Use promoter feedback for testimonials on your website
“One of the best ways to connect with prospects is by using stories from existing clients.”
– Alex Turnbull from Groove
People are more likely to trust your practice early on if they havesocial proofof your expertise. Groove, a helpdesk software practice, found that adding quality testimonials to their homepage, guest post landing pages, and email marketing led to an increase in conversions by up to 15%.
For a law practice, testimonials and case studies are one of your most powerful assets. A great way to get testimonials for your practice is simply by asking for client feedback and turning that exact same feedback that you receive into a testimonial on your website.

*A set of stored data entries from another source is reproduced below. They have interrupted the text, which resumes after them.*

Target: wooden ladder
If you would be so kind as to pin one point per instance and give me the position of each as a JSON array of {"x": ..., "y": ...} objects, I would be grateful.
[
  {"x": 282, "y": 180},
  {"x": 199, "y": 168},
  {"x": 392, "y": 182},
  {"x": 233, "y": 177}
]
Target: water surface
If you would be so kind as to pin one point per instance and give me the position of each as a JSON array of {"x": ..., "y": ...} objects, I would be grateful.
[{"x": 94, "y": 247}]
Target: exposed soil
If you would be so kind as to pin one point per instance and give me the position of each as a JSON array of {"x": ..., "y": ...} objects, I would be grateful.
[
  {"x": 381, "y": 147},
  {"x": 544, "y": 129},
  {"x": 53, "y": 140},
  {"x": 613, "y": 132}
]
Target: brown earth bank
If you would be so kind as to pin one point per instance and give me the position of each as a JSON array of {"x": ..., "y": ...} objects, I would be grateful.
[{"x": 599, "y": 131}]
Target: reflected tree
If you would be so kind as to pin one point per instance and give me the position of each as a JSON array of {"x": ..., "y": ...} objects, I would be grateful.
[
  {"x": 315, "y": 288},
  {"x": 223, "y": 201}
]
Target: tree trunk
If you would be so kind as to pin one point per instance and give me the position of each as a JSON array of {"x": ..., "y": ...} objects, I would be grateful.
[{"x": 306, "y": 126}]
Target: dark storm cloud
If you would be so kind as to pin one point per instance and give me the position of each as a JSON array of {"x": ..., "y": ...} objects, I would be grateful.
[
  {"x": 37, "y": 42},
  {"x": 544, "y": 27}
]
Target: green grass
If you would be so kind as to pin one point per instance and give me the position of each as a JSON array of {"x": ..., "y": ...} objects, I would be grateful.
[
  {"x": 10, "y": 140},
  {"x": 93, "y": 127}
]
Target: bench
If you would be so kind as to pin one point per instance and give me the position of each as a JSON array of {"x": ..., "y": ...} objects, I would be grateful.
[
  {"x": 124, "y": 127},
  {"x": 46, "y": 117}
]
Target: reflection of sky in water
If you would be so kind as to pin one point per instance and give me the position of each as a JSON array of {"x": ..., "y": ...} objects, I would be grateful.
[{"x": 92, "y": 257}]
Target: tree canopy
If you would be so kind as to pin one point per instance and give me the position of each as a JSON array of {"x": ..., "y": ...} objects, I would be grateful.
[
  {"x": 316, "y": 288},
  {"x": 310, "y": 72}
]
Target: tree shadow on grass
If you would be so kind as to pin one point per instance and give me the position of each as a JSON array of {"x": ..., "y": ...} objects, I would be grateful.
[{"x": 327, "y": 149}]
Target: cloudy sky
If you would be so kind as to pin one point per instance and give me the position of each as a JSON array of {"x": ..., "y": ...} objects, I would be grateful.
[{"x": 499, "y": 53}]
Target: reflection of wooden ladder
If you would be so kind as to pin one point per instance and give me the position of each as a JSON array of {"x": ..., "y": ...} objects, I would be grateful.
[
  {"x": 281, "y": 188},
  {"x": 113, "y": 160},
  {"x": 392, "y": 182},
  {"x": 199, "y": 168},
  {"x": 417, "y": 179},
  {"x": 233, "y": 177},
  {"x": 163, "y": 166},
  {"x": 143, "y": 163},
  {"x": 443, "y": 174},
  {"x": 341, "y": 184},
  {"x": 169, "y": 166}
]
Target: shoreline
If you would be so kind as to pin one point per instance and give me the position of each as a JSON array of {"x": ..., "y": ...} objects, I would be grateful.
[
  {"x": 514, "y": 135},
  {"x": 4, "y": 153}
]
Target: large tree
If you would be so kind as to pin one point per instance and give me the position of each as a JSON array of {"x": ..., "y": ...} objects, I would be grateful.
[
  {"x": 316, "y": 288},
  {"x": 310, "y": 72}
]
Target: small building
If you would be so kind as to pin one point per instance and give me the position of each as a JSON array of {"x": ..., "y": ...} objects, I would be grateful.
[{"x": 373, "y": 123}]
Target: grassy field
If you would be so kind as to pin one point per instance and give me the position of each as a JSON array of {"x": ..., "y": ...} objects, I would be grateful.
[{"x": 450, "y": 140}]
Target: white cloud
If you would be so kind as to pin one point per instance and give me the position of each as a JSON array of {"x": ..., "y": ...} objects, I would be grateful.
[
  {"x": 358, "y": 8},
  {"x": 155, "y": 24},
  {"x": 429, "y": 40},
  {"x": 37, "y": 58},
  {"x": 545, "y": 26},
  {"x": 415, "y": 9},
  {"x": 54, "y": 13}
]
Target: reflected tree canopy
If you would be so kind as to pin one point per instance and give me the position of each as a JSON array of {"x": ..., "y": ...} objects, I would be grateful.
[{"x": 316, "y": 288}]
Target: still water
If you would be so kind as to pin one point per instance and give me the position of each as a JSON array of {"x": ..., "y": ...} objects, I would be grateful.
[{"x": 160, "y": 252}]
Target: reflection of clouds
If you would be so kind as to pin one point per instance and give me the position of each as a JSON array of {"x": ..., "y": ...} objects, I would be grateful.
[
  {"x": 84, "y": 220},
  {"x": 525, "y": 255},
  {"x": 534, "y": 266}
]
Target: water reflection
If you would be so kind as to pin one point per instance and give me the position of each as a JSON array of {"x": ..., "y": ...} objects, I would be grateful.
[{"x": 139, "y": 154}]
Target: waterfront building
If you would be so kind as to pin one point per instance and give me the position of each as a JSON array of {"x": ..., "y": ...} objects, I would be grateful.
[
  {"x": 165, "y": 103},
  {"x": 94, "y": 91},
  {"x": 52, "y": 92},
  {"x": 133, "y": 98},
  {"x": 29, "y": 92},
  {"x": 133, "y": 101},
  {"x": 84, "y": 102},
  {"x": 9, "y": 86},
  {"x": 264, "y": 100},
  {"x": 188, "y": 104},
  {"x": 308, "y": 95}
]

There are three ways you can approach this: One is by analyzing all the comments you get from your survey, and then personally emailing each respondent to ask for permission to use their comment as a testimonial.
The second way would be to send out a short survey soliciting client feedback from promoters. Let’s say you worked with a client recently and you know that they’re delighted by the results based on their response to a recent feedback request. This would be an ideal client to reach out to about writing a quick testimonial for your website.
Thirdly, if you are following up feedback by asking promoters to review you online at Google, Facebook, or industry specific sites like Avvo or Lawyers.com, you can even publish them automatically to your website. Your client has already posted their endorsement in the public forum and this significantly simplifies the process of keeping your testimonials current and relevant by streaming your most current 4 and 5-star reviews.
Turn passive clients into promoters by acting upon critical feedback
“Your most unhappy customers are your greatest source of learning” – Bill Gates, Microsoft Founder
People value service that goes above and beyond their expectations, and they tell others about those experiences. As a law firm, your top goal should be to provide the most elegant experience for your clients. This is done by creating exceptional experiences that cultivate long-lasting and positive client relationships. One of the best ways to turn clients into promoters who are likely to refer your practice is to act on their critical feedback.
Think about some initiatives you can implement to make your clients sit up and say, “whoa that was great.” Checking in regularly with the clients or a partner of the firm personally reaching out and engaging with the clients is a great way to boost these type of advocate-building experiences.
Offer a referral incentive to your clients
By now, you should be actively engaging with your clients and ultimately trying to generate as much feedback as possible. If you’re sending out feedback requests and actively engaging, you can also offer them a referral program where your client can gain some sort of incentive for referring their family, friends, or colleagues to your practice.
After you send out your one-click survey asking the client for their feedback, consider directing users to a thank you page asking them to share their testimonial/review on Google, social media, or via email. This will not only provide you with honest, invaluable and actionable business intelligence, but also make it very clear who is most likely to give you an exceptional reference.
Does your referral program need to be a cash offer or a drawing to win a 3-day cruise? No… in fact, your State Bar Association may prohibit compensating for referrals in this manner. However, you can add value to your clients by offering a VIP program, concierge level service, or even hosting an invitation-only golf event. Each of these examples shows you are genuinely investing in the relationship. If you get creative with it, you will set yourself apart from the rest and reap the benefits.